Protein Language Models: Technical Evolution, Core Challenges, and Future Directions

Abstract

Protein Language Models (PLMs), as an interdisciplinary field bridging natural language processing and computational biology, have achieved remarkable progress in recent years. Based on the comprehensive review by researchers from Huazhong University of Science and Technology published on arXiv (arXiv:2502.06881v1), this article systematically reviews the architectural evolution, positional encoding strategies, scaling laws, dataset construction, and downstream applications of PLMs, while objectively analyzing current core challenges and future development trends.

1. Background: When Proteins Meet Language Models

Protein sequences and natural languages share significant conceptual similarities: both consist of discrete "letters" (amino acids or words) arranged linearly, and both follow specific grammatical rules. This insight laid the foundation for transferring natural language processing techniques to protein research.

With the rapid development of sequencing technologies, unlabeled protein sequence data has grown exponentially. The combination of Transformer architecture and large-scale self-supervised learning has catalyzed the explosive growth of PLMs. These models learn distributed representations of proteins and demonstrate capabilities approaching or even exceeding traditional experimental methods in structure prediction, functional annotation, and protein design tasks.

2. Evolution of Model Architectures

2.1 Early Explorations (Pre-Transformer)

Before the emergence of Transformers, researchers had already experimented with various neural network architectures:

ProtVec (2015): First applied word embedding techniques to protein sequences, treating amino acid triplets as "words" for embedding learning
MIF-ST: Combined convolutional neural networks with graph neural networks for joint sequence-structure representation
UniRep, SeqVec: Utilized recurrent neural networks to capture long-range dependencies

These early explorations accumulated valuable experience for subsequent Transformer applications, but were limited by insufficient parallelization capabilities and difficulties in long-sequence modeling, failing to achieve breakthrough progress.

2.2 Mainstream Architectures in the Transformer Era

Current mainstream PLMs are all based on the Transformer architecture and can be categorized into three types based on their design paradigms:

Encoder-only Models

Adopt BERT-style bidirectional encoding, suitable for representation learning and downstream feature extraction.

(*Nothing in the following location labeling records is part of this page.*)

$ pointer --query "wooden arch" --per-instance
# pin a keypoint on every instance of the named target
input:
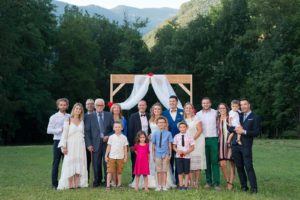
(179, 79)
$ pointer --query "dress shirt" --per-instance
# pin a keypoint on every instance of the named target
(173, 114)
(209, 122)
(144, 122)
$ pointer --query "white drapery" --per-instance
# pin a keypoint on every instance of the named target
(161, 87)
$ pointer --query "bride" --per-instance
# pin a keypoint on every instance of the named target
(74, 170)
(156, 111)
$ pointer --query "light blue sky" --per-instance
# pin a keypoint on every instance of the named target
(133, 3)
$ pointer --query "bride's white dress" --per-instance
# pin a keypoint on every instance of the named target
(75, 160)
(152, 178)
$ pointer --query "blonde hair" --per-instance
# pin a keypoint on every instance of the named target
(116, 105)
(189, 104)
(152, 118)
(73, 110)
(62, 99)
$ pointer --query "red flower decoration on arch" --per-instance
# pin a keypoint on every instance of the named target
(109, 104)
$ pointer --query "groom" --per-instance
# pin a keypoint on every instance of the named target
(98, 127)
(174, 116)
(242, 154)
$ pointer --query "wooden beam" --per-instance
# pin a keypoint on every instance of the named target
(185, 89)
(118, 89)
(111, 89)
(172, 78)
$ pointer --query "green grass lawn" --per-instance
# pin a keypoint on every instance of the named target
(25, 174)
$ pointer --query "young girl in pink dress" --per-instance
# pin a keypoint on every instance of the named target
(141, 167)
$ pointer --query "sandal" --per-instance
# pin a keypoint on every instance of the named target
(229, 184)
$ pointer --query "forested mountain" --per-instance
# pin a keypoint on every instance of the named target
(187, 12)
(154, 15)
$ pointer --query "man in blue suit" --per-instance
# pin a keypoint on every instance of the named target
(242, 154)
(174, 116)
(98, 127)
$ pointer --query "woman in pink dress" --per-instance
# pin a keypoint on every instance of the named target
(141, 167)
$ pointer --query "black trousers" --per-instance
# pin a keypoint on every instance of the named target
(57, 157)
(99, 165)
(88, 162)
(103, 166)
(242, 156)
(173, 167)
(133, 158)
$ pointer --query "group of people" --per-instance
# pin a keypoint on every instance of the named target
(168, 148)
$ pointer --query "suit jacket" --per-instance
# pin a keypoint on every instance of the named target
(252, 127)
(92, 129)
(134, 126)
(173, 124)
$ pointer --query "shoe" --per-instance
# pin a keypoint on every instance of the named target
(217, 188)
(207, 186)
(253, 190)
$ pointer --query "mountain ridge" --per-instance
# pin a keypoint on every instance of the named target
(154, 15)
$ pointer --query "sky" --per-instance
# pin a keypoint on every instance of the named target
(133, 3)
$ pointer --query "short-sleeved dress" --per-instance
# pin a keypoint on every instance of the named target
(225, 152)
(142, 162)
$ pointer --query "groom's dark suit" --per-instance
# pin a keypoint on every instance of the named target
(242, 154)
(94, 138)
(174, 130)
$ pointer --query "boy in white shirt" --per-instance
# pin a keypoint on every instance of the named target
(183, 145)
(116, 154)
(234, 120)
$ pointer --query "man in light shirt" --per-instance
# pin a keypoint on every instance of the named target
(137, 121)
(208, 117)
(55, 127)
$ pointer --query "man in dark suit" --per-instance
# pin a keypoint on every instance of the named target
(242, 154)
(98, 127)
(174, 116)
(137, 121)
(90, 107)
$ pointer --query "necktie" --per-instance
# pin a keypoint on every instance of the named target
(245, 116)
(160, 139)
(101, 124)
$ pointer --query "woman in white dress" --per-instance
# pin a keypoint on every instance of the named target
(156, 112)
(198, 159)
(74, 170)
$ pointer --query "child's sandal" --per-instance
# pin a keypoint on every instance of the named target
(229, 184)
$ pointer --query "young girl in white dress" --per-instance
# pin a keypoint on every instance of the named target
(198, 158)
(74, 170)
(156, 112)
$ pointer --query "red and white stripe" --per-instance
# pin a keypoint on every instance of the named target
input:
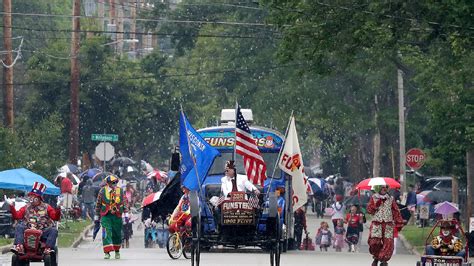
(246, 146)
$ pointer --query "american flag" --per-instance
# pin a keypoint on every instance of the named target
(246, 146)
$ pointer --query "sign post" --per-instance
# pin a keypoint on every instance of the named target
(415, 158)
(104, 151)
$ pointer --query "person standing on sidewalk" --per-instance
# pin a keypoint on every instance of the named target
(300, 224)
(385, 217)
(109, 208)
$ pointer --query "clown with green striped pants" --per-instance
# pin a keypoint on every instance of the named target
(109, 208)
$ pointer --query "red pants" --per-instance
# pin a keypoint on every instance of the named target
(381, 248)
(182, 219)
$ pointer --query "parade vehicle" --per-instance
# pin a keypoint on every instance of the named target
(243, 220)
(445, 259)
(34, 248)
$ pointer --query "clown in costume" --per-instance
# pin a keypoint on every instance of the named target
(181, 217)
(109, 208)
(385, 216)
(37, 215)
(446, 243)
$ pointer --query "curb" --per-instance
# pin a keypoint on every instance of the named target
(407, 245)
(81, 237)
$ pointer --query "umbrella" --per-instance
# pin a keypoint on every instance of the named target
(23, 179)
(317, 184)
(146, 166)
(75, 181)
(160, 176)
(151, 198)
(90, 172)
(368, 183)
(446, 208)
(122, 161)
(436, 195)
(96, 229)
(168, 200)
(69, 168)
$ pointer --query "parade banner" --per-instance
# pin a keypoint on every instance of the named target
(197, 155)
(291, 162)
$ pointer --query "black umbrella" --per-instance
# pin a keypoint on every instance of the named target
(169, 198)
(122, 161)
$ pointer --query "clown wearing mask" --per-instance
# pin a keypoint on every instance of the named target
(446, 243)
(36, 214)
(385, 217)
(109, 209)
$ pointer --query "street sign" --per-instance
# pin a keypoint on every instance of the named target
(104, 151)
(415, 158)
(104, 137)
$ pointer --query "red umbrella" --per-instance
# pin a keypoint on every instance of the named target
(151, 198)
(368, 183)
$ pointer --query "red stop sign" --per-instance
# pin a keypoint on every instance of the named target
(415, 158)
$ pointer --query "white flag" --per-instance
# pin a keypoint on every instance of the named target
(291, 162)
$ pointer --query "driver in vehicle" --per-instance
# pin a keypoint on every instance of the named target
(232, 182)
(36, 214)
(446, 243)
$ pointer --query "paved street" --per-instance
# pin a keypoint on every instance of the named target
(89, 253)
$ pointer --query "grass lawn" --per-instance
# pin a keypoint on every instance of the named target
(68, 235)
(416, 236)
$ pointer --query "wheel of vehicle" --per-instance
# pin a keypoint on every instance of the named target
(196, 228)
(187, 248)
(272, 257)
(174, 247)
(47, 260)
(196, 240)
(15, 260)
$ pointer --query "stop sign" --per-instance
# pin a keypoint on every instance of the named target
(415, 158)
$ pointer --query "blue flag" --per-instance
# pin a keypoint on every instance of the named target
(193, 148)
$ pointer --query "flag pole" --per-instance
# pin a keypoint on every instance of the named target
(279, 153)
(190, 151)
(235, 133)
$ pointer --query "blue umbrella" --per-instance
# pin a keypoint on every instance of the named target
(90, 172)
(23, 179)
(317, 184)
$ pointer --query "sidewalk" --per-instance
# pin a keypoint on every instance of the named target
(313, 225)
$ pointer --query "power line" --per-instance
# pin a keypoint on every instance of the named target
(393, 16)
(230, 23)
(242, 70)
(142, 33)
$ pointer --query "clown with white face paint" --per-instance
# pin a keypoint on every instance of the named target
(385, 217)
(36, 215)
(446, 243)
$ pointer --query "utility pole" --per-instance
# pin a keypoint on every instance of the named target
(112, 23)
(401, 130)
(8, 71)
(470, 185)
(133, 26)
(74, 119)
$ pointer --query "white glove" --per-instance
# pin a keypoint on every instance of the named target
(10, 202)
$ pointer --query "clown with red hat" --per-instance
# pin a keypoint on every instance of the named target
(109, 208)
(36, 214)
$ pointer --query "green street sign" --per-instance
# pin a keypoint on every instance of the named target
(104, 137)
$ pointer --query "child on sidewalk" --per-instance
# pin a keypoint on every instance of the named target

Representative models:

ESM-2: 15B parameters
ESM-3: 98B parameters, representing the current scale limit for encoder models

Decoder-only Models

Adopt GPT-style autoregressive generation, focusing on protein sequence generation tasks. Representative models:

ProGen2: 6.4B parameters, demonstrating the ability to generate proteins with catalytic activity
RITA: Based on rotary position encoding

Encoder-Decoder Models

Support sequence-to-sequence transformation tasks. Representative models:

ProstT5: Achieves bidirectional translation between sequences and 3Di structure tokens
xTrimoPGLM: 100B parameters, exploring unified modeling of understanding and generation

2.3 Structure Integration Trends

While pure sequence models can capture evolutionary and structural information, they lack explicit structural supervision. Recent models have attempted various structure fusion strategies:

SaProt: Converts structural data into 3Di tokens
ESM-3: Unifies sequence, structure, and function into a single latent space
LM-GVP: Connects sequence and graph features
PeTriBERT: Uses Fourier embeddings to encode 3D structures
MSA-Transformer: Extends masked language modeling to multiple sequence alignments

These attempts reflect the development trend of PLMs from single-modality to multi-modal fusion.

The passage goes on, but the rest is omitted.